Appellee conceded in its response brief that, in light of Rule 4001(a)(3)’s 14-day stay after entry of the order lifting the stay, the IRS’s February 22, 2019 notice of levy was issued prematurely but argued that Appellants failed to meet their burden of proving any actual damages as a result of the premature notice of levy, which is necessary to obtain relief. Appellee also noted that Appellants’ assertion that the IRS violated the Bankruptcy Court’s order by collecting more than it should from Prudential was flawed because Appellants’ contention was based on an incorrect premise that the order only permitted the IRS to levy a total of $2,309.33, rather than $2,309 per month, for the duration of the bankruptcy. Appellee demonstrated that the IRS had not violated the court’s order in the application of the pension funds because the funds were applied to Appellants’ 1999 tax liability and not to the 1995 through 1998 years that were

excluded from collection by the court’s April 3, 2019 order on reconsideration. For the first time in their reply brief, Appellants argued that the Bankruptcy Court’s April 3, 2019 order on reconsideration imposed the automatic stay and therefore that order was subject to Rule 4001(a)(3)’s 14-day stay. As a result, Appellants asserted that the IRS violated Rule 4001 when it issued the notice of levy. They also asserted for the first time that the IRS’s February 22, 2019 notice of levy is void ab initio. Appellants maintained that the IRS violated certain provisions of § 7433 and that they were entitled to damages.
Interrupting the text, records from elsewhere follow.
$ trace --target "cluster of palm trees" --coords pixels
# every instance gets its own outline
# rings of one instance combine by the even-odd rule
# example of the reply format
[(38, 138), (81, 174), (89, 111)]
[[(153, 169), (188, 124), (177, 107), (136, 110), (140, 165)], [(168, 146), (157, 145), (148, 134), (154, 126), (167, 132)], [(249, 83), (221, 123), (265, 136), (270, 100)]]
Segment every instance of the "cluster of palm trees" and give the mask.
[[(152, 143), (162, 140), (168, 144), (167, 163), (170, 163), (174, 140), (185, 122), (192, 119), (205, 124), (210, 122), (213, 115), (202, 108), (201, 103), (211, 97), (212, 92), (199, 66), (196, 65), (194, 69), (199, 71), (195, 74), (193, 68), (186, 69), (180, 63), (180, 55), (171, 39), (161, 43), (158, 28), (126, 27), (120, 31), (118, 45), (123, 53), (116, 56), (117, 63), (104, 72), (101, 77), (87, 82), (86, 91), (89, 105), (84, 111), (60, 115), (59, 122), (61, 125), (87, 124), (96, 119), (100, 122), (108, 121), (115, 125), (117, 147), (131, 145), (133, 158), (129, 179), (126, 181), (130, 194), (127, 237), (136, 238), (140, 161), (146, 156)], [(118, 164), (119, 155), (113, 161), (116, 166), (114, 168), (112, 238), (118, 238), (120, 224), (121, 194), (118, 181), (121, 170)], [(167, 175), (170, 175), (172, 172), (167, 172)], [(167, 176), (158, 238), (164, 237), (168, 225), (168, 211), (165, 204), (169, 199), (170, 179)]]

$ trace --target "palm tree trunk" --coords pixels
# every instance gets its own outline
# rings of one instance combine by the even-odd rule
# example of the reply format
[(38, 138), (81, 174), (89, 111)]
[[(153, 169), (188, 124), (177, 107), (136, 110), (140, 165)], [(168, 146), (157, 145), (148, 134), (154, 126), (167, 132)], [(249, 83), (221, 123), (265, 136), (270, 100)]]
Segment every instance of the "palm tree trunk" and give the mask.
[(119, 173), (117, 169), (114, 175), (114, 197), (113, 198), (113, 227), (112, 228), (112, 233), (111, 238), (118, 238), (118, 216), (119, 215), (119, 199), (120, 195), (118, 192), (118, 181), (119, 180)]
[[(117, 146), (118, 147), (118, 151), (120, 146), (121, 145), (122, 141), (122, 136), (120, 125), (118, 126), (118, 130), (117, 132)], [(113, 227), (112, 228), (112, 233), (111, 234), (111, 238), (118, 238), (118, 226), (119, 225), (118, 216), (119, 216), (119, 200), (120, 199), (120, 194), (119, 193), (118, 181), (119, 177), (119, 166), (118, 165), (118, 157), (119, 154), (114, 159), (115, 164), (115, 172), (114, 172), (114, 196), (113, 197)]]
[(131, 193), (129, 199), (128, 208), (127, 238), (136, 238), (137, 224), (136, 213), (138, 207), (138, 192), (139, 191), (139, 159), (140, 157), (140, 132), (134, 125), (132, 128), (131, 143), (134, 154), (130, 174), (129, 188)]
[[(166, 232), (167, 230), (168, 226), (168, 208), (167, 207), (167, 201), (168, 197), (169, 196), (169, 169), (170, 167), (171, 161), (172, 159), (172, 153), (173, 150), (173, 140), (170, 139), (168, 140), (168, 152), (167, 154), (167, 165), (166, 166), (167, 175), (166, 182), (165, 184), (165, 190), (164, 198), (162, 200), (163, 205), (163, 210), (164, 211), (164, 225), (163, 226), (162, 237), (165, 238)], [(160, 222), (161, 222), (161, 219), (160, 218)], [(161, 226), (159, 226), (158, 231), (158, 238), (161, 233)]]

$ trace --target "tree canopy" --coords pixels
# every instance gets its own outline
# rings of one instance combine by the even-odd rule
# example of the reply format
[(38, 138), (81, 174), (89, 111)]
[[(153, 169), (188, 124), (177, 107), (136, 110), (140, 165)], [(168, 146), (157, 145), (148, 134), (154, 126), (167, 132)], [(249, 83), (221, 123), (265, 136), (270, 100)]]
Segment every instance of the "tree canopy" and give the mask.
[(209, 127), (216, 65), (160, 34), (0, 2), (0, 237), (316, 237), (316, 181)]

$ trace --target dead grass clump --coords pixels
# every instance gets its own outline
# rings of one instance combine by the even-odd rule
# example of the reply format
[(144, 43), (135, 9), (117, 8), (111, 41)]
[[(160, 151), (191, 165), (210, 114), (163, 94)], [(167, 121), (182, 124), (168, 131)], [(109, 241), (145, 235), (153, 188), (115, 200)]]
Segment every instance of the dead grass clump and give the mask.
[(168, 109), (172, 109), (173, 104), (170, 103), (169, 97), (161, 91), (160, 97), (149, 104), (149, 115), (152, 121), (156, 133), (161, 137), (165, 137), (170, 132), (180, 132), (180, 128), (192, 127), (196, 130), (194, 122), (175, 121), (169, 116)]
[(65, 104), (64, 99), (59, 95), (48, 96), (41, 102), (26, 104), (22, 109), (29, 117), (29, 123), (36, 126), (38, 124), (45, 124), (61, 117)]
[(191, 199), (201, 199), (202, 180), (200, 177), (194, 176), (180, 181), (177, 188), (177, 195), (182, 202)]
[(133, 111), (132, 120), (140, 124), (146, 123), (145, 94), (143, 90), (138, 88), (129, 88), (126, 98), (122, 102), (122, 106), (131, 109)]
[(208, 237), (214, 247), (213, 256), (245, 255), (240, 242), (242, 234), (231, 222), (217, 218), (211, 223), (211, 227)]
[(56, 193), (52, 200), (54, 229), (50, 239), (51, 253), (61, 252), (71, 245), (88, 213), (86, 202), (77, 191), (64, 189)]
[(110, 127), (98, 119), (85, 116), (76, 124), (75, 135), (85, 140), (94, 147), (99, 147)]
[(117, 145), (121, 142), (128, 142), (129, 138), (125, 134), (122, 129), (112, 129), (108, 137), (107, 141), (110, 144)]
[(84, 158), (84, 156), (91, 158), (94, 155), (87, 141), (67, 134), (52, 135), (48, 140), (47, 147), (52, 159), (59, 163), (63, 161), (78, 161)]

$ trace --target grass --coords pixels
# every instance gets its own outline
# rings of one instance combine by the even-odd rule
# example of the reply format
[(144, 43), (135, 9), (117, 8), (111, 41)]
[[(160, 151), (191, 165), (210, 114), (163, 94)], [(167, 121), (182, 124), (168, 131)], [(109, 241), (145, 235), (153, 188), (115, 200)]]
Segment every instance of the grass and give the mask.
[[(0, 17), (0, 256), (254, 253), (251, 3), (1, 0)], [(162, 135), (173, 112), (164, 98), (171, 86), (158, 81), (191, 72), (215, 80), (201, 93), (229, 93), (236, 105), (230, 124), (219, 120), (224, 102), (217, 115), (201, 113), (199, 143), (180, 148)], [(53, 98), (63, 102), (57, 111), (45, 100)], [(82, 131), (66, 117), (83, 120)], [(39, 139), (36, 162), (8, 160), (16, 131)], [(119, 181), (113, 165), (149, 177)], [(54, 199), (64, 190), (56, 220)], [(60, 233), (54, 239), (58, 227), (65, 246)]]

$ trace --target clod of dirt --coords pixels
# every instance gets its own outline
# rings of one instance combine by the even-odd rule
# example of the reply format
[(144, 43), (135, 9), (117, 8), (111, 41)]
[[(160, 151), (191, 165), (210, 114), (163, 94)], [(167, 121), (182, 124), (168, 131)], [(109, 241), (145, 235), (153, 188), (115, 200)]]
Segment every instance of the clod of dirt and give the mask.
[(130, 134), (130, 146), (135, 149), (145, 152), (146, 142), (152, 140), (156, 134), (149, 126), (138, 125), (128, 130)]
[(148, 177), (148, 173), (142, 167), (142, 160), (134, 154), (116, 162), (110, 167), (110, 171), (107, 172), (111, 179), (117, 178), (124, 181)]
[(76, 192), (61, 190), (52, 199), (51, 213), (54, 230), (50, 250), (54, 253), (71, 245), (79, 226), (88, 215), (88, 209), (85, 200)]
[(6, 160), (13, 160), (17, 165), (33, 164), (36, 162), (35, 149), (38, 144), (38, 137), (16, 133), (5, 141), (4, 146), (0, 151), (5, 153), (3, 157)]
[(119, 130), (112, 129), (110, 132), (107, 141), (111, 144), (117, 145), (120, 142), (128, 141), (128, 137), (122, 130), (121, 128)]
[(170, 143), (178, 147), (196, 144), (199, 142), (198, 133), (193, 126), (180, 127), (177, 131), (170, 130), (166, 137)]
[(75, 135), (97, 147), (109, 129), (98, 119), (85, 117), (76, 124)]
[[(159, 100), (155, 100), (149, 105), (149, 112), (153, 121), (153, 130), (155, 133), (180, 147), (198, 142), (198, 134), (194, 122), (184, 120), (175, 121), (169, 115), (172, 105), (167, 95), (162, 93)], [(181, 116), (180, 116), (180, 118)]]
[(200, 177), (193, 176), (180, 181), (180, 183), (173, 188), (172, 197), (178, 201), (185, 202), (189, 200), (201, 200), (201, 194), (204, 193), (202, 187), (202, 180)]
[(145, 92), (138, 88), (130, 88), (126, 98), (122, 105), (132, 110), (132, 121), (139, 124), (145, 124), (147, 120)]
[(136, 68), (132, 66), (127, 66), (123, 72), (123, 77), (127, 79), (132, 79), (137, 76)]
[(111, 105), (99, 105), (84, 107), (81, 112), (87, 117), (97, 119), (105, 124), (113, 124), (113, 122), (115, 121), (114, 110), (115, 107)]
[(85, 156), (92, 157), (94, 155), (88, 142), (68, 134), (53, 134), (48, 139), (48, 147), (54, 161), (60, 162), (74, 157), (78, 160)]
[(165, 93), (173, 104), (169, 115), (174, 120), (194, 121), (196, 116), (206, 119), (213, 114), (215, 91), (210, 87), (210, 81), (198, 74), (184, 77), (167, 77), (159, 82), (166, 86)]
On August 8, 2019, the Bankruptcy Court directed Appellee to file a letter brief by August 14, 2019 stating Appellee’s position on the new argument Appellants raised for the first time in

their reply brief that actions in violation of the automatic stay are void ab initio, rather than voidable. Appellee subsequently filed a letter brief arguing that, if the court were to consider Appellants’ argument that the IRS’s levy action should be voided, the court should find that the equities in the case favored a retroactive annulment of the Rule 4001(a)(3) stay. The certificate of service filed with the letter brief indicates that the brief was filed with the court using the court’s

electronic case filing system and was served by first-class mail on Appellants. At an August 16, 2019 hearing on Appellants’ emergency motion, the Bankruptcy Court orally denied all relief sought by Appellants. The court issued written Court Minutes and Order on August 19, 2019, summarizing the rulings made at the hearing. The court dismissed Appellants’ assertion that the IRS was in contempt of the order lifting the stay on the ground that the order permitted the IRS to only levy a total of $2,309.33 for the duration of the bankruptcy, noting that its oral ruling on February 20, 2019 and written orders on February 22, 2019 and April 3, 2019 plainly permitted the IRS to collect $2,309.33 on a monthly basis from Gary Pansier’s pension income. Though the Bankruptcy Court found that the IRS had violated Rule 4001(a)(3)’s 14-day

stay when it prematurely issued the notice of levy to Prudential, it rejected Appellants’ argument that they were entitled to damages under 11 U.S.C. § 362(k) as a result.